Trusting your gut

There is something I have learnt the hard way and that is to trust my gut feeling. When I have convinced myself that my intuition or my gut feeling is wrong and gone ahead with a decision, it has always been the wrong one. It is easy to mock people who say “something doesn’t feel right” or “my gut is telling me no” but there is actually a real psychology behind it. Psychologists believe that a gut feeling comes from forgotten or suppressed thoughts, experiences and feelings so it’s not possible to pin point why something feels right or wrong but you just know it.IMG_4204

When we moved the Berlin we were desperate to get a rental after months of soul-destroying searches. We widened our search to a more outlying neighbourhood and on a reconnoiter visit to the area, my gut again was screaming no! It wasn’t a place that filled me with joy, quite to opposite. We found a beautiful apartment in the area and took it despite my misgivings and then spent eighteen months regretting it. We believe a different choice could have changed our whole Berlin experience.

On the flip side there have been gut feelings that have worked out splendidly for me. My first job was the perfect example, I had no idea what I really wanted to do except be a writer and a communicator so started applying for entry-level jobs in PR. I sent off hundreds of applications but there was one that I felt was me – campaigns and research assistant at CAMRA. I wanted to work for a place that I would feel a genuine interest in. I got the interview and then the job offer with a tiny salary. When I started I asked why I’d got the job and the reply was the interviewers had a gut feeling I was worth the gamble. The eighteen months I was there they took lots of gambles on me – I appeared as a spokesperson on high-profile news programmes, I learnt how to build a website, I was given a significant campaign as my own and taken on a lobbying trip to Prague – all with zero experience when I walked in the door at age 22. Mike Benner was my boss and I don’t think that any other boss in the ten years that followed ever gave me the support and belief in myself that he did – all because of gut feelings at the start.

Our move to Copenhagen was another follow your gut moment. With just a guide book and a weekend visit to the city I knew I wanted this place to be my home. And eight years later I still do.

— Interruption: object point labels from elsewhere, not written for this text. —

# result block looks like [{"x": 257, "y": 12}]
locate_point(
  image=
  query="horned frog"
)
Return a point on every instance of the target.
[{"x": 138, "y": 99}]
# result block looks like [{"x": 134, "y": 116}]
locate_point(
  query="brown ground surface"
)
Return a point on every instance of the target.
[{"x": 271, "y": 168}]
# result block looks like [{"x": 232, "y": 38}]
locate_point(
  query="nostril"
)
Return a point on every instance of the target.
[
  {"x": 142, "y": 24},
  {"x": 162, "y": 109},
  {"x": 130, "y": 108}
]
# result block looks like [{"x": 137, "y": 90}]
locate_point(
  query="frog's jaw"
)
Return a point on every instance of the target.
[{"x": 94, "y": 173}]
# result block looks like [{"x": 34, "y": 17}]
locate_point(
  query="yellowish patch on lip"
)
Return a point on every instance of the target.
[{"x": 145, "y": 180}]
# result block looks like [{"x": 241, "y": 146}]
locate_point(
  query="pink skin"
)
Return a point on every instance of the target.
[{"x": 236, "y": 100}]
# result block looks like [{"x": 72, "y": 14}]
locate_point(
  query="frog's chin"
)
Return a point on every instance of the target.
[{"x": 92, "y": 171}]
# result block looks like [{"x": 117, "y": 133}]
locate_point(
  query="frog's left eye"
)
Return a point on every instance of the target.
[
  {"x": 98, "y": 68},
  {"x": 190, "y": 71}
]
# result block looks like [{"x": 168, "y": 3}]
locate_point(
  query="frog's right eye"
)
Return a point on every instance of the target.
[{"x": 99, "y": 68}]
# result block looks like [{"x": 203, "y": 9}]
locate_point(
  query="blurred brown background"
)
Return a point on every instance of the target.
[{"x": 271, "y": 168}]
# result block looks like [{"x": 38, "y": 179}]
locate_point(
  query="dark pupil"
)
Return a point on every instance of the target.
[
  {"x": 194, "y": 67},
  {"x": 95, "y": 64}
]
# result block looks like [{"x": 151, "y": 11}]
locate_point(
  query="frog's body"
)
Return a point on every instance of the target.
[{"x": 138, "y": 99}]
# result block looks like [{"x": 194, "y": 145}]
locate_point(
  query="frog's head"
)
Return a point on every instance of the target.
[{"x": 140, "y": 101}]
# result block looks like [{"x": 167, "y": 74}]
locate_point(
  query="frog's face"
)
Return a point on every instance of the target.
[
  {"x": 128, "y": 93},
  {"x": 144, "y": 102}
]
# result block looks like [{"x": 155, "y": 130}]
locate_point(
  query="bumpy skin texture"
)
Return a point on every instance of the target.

So where is all this going? I am not saying follow your dreams but follow your gut.

Sometimes we want to rush things and ignore our intuition and moving to a new country or job means that we feel we must make fast or snap decisions but you need to listen to your inner voice. You may need to make the best decisions you can with the information you have available (another post there!) but take time to make sure you feel as comfortable as you can with them. But it is also important not to have too much pride and not admit that something is a mistake. I often hear from expats for whom the move hasn’t worked out that they can’t return home as they would be seen as failure. Quite frankly moving to another country in the first place is a massively brave thing to do and its even braver to say if it’s not working out or to change how you are doing it. It’s all about you. Over the years I have realised that for so long I was a passenger in my life and now I am the driver, as I do the best to follow my gut.



  1. This article reflects something I often think: trust my mind or also ask the opinion of my feelings? That sensation of emptyness and discomfort you feel in your stomach when a hard choiche might not be the right one, and you are making it anyway.
    I also believe your gut often tells you what your brain really thinks!!! So many times I’ve repressed my gut feelings and made a bad choice based on needs/rationality/shortage of time but that wasn’t something suiting my happyness 😦

  2. You have nailed the description of what metaphysics calls the solar plexus chakra – the gut. If we all could learn to listen to it more often, our lives would be so much easier. Unfortunatly, few of us learn that lesson early in our lives. You did – congratulations.

  3. I agree that sometimes intuition can be as valuable as pure cold logic, even if we can’t always pin down the reasons why something just ‘feels right’. After almost four years in DK, and having taken a long career break (or perhaps mini-retirement is a better term) I’m now trying to find new career opportunities and discovering the huge challenges that expats can face in building a new life abroad. It remains to be seen whether our choice will have been for the best, but I do love Denmark and am loath to give up just yet.